The increase in the world's population and the resulting growth in food consumption is forcing us to transform our traditional food sources, which is why we work with insect protein such as cricket meal, as it is 20 times more efficient than using other types of animals when reared as a source of protein. Trillions is committed to insects because they are one of the most sustainable sources of protein our planet has to offer.

According to a study presented by FAO at the International Conference on Forests for Food and Nutrition Security, insects are an easily accessible source of nutritious, protein-rich foods found in forests. More than 2 billion people use insects in their traditional food diets. And despite what we may believe, interesting research developed by FAO in collaboration with Wageningen University (Netherlands) shows that humans consume more than 1,900 species of insects worldwide. 

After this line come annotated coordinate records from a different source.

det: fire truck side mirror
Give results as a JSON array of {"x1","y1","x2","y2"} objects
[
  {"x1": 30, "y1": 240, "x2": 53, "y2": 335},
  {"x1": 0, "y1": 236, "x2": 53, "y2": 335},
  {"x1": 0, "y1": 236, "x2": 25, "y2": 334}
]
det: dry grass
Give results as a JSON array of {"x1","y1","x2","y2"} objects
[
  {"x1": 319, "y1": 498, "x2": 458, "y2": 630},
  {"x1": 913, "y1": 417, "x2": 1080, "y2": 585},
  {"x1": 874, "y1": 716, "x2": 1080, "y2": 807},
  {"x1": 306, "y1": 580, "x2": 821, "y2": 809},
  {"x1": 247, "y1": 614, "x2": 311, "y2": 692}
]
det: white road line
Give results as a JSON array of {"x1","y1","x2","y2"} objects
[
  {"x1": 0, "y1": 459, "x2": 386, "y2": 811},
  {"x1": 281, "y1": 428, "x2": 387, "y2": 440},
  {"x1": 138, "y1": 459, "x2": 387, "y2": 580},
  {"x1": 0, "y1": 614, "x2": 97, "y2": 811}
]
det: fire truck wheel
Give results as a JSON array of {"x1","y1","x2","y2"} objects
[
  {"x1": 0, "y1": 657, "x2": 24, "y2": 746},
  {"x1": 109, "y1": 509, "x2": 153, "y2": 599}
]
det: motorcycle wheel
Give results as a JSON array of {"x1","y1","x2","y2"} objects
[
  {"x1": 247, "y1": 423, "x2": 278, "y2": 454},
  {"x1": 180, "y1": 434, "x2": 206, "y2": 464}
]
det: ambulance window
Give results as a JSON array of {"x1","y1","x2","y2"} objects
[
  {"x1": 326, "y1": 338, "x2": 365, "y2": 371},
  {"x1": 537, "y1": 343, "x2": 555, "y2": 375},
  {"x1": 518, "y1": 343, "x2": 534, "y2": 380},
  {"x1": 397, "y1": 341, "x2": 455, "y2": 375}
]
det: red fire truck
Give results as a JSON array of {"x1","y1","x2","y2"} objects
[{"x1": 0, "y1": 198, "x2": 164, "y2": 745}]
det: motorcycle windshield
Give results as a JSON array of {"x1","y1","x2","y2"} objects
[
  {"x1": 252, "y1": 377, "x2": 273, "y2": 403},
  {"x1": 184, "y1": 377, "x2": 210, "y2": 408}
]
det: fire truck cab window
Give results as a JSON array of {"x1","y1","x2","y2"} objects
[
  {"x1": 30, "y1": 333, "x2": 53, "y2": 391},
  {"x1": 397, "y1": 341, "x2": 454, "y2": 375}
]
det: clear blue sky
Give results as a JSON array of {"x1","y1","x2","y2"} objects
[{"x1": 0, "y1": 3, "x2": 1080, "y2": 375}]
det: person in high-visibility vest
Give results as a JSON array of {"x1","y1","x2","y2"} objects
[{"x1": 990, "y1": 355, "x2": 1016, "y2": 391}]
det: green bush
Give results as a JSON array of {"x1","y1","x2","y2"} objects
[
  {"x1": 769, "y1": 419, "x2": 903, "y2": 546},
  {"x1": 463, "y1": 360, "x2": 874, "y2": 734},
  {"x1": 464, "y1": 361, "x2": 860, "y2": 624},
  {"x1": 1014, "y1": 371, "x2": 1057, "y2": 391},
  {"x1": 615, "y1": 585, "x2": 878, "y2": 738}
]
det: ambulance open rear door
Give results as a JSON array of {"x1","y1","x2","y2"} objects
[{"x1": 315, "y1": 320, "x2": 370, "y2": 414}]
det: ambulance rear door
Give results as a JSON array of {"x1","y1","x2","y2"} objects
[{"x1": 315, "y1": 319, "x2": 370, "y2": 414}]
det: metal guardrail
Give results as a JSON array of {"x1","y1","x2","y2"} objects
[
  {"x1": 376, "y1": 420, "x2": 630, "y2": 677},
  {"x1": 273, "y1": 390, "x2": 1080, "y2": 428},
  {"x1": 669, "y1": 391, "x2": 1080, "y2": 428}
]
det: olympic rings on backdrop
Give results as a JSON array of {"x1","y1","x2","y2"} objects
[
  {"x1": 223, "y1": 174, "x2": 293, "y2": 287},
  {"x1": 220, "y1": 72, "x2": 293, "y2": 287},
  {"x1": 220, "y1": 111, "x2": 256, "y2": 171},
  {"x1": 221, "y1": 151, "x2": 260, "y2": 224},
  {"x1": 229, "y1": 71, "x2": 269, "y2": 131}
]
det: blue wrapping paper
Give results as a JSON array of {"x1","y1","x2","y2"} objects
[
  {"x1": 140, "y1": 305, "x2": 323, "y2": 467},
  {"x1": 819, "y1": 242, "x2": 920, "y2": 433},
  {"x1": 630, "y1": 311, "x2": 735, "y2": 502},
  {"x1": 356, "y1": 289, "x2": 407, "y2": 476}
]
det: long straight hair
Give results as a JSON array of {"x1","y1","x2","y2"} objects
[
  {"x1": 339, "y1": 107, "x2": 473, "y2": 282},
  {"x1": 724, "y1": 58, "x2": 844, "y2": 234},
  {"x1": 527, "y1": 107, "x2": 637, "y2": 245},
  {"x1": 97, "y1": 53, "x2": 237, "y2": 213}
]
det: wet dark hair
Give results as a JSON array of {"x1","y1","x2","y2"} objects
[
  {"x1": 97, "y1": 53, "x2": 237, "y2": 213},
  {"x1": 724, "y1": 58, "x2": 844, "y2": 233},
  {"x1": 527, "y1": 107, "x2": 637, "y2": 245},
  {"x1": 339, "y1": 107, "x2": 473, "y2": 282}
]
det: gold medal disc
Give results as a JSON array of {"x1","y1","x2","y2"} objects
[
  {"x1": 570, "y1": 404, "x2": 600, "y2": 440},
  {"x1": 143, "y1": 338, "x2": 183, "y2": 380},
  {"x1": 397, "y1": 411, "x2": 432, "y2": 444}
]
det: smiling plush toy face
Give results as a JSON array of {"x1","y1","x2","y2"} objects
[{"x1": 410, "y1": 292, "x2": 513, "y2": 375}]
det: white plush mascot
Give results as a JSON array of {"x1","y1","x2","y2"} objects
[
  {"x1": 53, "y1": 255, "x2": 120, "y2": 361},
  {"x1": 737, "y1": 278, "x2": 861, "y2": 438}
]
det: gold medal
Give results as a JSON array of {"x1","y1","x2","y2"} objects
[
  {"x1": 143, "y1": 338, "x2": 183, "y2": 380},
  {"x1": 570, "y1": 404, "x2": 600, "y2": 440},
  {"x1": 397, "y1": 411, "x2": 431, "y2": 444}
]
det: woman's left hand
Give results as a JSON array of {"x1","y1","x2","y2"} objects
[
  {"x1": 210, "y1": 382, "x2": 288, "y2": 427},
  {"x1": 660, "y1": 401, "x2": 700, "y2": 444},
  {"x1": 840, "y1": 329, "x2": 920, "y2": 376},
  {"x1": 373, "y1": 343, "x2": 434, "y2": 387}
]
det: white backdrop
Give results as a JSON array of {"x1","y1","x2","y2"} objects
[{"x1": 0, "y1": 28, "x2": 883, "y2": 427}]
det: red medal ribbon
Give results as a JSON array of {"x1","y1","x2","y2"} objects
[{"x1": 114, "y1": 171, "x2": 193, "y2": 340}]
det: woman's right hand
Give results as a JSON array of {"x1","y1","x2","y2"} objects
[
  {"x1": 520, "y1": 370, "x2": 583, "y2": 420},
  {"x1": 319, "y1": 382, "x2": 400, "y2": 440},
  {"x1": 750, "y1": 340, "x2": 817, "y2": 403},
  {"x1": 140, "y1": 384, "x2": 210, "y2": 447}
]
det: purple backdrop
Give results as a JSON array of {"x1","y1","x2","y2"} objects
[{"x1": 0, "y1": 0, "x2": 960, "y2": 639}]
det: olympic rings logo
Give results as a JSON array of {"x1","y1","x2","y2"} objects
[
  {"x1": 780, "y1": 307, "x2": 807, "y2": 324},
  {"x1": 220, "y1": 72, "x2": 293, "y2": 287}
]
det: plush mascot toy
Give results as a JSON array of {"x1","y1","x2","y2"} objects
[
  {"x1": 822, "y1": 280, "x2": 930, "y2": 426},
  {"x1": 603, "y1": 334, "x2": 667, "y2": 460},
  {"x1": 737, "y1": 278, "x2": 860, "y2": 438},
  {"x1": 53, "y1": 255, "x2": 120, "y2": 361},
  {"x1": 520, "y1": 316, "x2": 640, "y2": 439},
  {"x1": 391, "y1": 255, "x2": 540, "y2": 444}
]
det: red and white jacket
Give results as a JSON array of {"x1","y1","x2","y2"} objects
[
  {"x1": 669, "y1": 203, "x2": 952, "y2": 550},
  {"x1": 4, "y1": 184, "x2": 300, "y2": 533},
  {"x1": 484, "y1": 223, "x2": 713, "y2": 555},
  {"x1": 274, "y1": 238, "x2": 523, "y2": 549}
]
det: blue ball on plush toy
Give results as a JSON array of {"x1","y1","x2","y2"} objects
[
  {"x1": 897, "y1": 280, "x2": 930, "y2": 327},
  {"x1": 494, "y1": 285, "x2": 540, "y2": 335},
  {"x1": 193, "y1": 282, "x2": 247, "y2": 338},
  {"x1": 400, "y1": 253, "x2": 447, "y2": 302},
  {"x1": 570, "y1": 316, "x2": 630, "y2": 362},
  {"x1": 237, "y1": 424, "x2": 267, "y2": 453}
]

Insect breeding can help to avoid overexploitation of forests. Because they are cold-blooded, insects do not use food energy to maintain body temperature. On average, insects consume only 2 kg of feed to produce 1 kg of insect meat. At the other end of the spectrum, a cow requires 8 kg of feed to produce 1 kg of beef.

In addition, insects produce a small amount of emissions such as methane, ammonia, greenhouse gases and manure, all of which pollute the environment. In fact, insects can be used to break down waste, aiding composting processes that return nutrients to the soil while reducing odours.

Environmental sustainability also depends on the ways in which crops are grown. It is estimated that the world will have more than 8.5 billion people by the middle of the 21st century and according to an FAO report, 26% of the dry land area is used to grow pasture for livestock, and of the total arable land, 33% is used to produce crops for livestock. Insects substantially reduce this impact.

Not only water, they also require less food than other animals. While cattle require 8kg of feed to produce 1kg of body weight gain, crickets need only 2kg to do so, making them very efficient at food conversion.